Hume puis Freud, qui influença considérablement Bernays, accordaient grande importance d'ordre social à la libido (usine à désirs?), et le premier considérait l'usage de la raison comme un phénomène rare, éphémère et local.

Ne pas travailler à devenir semblable au gros des autres, s'attacher à une différence justifiée et la manifester, choisir ceux dont on est solidaire et échapper à une vision universelle fait de nous un tribal voire un barbare dans l'acception classique du terme, un ennemi de valeurs données pour nécessairement communes, donc de la civilisation, elle-même produit des société populeuses se voulant populaires, issues d'un sédentarisme devant tout à l'agriculture. Thucydide l'avait-il perçu?

La démocratie induit discussions et dérives donc perte d'énergie. Dans un souci d'efficacité on coupera court, pour bonne part grâce aux experts. Toutefois c'est un bien mince octroi, comme exprimé au même endroit: « L'objectif c'est de faire adhérer à la prise de décision le plus grand nombre de gens afin de maximiser les chances de réussite de cette décision car il ne sert à rien de faire des lois et des règlements si tout le monde s'amuse à saboter les choix des dirigeants ! L'inefficacité apparente de toutes ces assemblées, de toutes ces controverses n'est qu'un leurre : elles épuisent la discussion et mettent à quia les meneurs de l'agit-pro en les délégitimant. »

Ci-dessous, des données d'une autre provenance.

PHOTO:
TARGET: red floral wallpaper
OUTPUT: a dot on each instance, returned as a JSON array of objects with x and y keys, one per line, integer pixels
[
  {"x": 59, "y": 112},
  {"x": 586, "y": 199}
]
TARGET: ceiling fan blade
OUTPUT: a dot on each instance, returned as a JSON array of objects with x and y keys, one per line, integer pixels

Un groupe autrement constitué trouve pour ciment l'illusion, le mensonge, l'hypocrisie... rendus « normaux » par l'expert et que l'appartenance au groupe interdit de déclarer tels.

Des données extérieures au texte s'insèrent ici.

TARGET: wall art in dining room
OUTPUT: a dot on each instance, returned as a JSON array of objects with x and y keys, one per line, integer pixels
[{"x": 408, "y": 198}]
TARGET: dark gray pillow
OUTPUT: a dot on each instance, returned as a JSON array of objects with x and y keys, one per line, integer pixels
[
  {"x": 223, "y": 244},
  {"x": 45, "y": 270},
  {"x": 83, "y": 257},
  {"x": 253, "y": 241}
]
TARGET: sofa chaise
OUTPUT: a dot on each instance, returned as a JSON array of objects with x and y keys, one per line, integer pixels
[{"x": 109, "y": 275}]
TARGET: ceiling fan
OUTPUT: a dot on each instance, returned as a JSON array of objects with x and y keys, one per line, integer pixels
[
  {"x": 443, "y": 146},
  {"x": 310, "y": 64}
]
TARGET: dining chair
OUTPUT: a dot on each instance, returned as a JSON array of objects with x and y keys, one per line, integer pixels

Nous voici nageant dans des désirs de possessions matérielles insufflés par des manipulations consuméristes, flanqués de mensonges inculqués en tant que dogmes afin de nous façonner. Nous voici... en belle société! Le pis reste qu'elle n'est vraisemblablement pas pire qu'une autre.

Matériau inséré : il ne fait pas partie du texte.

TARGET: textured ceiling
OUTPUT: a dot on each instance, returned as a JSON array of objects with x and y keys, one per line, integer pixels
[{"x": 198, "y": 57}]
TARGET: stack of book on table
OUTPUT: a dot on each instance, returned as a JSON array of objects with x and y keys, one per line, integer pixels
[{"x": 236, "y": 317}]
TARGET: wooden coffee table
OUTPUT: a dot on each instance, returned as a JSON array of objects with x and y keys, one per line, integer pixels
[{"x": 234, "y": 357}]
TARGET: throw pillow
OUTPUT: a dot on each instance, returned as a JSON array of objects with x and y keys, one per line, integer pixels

L'expert se substitue à l'isègoria et à l'adhésion réfléchie de la majorité, devenues impossibles parce que nos démocraties comptent trop de citoyens, et la surpopulation rend le fork difficile (certains régimes tribaux laissent tout mécontent libre de partir fonder sa tribu ou d'en rejoindre une autre).

À mon sens l'exercice de la raison est d'autant moins rare et éphémère que local. Le Kohr avait raison.